Many households remortgaging or taking out new mortgages since 2022 have experienced sharp falls in their disposable income as higher interest rates have pushed up housing costs, and by December 2023 this is set to have pushed 320,000 such people into poverty

However  official data do not measure mortgage interest payments properly, so official poverty statistics will only capture about two-thirds of this effect

These are the findings of a new IFS report, released today

Sam Ray-Chaudhuri, a Research Economist at IFS and an author of the report, said:

‘Rising mortgage rates have played and are likely to continue to play an important role in many households’ living standards. But, perhaps surprisingly, they are not measured properly in the official income data. This has led to the headline statistics understating the number of people in poverty, something set to get worse in next year’s data.
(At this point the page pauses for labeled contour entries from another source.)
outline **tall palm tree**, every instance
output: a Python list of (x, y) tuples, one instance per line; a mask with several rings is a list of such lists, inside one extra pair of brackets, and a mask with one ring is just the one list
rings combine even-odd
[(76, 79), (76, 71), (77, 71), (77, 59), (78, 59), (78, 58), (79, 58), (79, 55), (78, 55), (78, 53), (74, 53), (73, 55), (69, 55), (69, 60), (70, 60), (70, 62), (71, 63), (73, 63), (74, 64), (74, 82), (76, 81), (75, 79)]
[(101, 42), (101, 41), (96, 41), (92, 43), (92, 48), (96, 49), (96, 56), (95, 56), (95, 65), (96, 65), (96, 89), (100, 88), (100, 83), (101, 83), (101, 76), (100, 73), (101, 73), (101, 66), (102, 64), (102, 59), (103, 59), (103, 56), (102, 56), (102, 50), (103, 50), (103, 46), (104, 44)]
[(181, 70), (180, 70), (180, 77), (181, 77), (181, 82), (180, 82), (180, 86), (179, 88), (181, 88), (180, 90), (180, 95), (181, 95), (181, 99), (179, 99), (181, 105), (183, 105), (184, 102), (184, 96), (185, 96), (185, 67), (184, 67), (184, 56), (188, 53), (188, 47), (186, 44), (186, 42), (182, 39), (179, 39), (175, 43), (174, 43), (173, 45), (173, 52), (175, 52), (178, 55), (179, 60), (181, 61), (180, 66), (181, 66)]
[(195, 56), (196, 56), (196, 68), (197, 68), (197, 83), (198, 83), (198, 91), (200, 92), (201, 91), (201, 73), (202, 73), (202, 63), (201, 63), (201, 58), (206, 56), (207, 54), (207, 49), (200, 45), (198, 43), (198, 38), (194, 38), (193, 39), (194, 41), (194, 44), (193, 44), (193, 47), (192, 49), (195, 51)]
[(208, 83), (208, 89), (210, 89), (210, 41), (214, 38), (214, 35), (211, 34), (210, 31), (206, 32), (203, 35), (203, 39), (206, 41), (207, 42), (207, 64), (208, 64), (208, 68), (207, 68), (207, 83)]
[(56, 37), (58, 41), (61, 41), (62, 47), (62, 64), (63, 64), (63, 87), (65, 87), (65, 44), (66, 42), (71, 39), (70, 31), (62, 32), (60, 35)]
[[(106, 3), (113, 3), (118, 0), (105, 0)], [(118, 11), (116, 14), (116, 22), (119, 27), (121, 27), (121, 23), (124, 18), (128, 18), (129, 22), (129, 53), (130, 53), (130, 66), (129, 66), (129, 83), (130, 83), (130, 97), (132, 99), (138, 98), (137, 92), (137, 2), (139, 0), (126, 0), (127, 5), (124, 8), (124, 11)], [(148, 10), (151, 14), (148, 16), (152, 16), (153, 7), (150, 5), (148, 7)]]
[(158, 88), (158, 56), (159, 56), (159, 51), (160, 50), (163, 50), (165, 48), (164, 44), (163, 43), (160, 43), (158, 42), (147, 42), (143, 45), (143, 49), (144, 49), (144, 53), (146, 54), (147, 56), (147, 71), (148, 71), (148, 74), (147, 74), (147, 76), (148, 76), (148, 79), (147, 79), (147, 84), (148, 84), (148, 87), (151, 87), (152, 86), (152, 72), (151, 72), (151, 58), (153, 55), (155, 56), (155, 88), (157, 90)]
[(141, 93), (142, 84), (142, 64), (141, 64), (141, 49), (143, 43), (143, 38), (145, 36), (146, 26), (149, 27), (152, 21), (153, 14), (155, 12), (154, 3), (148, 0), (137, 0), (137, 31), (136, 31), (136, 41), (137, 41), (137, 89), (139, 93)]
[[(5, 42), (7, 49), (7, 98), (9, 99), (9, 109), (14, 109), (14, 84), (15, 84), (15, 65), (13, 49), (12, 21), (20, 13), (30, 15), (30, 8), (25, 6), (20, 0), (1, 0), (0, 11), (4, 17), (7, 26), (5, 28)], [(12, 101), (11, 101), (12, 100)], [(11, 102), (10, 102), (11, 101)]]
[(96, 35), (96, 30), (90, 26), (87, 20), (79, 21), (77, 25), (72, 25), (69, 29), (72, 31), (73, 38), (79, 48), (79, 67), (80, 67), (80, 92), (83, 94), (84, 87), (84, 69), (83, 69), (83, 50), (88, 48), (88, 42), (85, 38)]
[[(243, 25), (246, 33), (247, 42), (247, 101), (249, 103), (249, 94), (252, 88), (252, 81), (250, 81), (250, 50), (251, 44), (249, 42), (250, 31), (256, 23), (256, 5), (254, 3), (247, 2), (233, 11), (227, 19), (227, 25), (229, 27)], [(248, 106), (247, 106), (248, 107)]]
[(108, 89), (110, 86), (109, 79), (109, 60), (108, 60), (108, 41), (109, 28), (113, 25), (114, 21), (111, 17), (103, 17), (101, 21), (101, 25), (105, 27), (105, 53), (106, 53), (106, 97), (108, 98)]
Poverty rises have also been understated due to the unequal impact of inflation. At a time when rates of deprivation and food insecurity have risen substantially, poverty statistics that hide the real scale of these increases risk policymakers missing what is truly happening to poverty.’

Peter Matejic Chief Analyst at the Joseph Rowntree Foundation who funded the report, said:

‘This research shows the cost-of-living crisis wasn’t felt equally by everyone. Compared with before the COVID pandemic, many more people, especially those on a lower income, struggled to heat their homes or keep up with their bills.

‘One reason lower-income households went without essentials is because they faced a rate of inflation even higher than the headline numbers. High interest rates also saw many households forced into financial hardship after they remortgaged.

‘This report raises many questions about whether social security is adequate for the challenges looming over struggling households. The new government can’t wait for growth, after years of cuts, caps and freezes to social security have left families without the financial resilience and security they needed to cope with higher prices and costs.’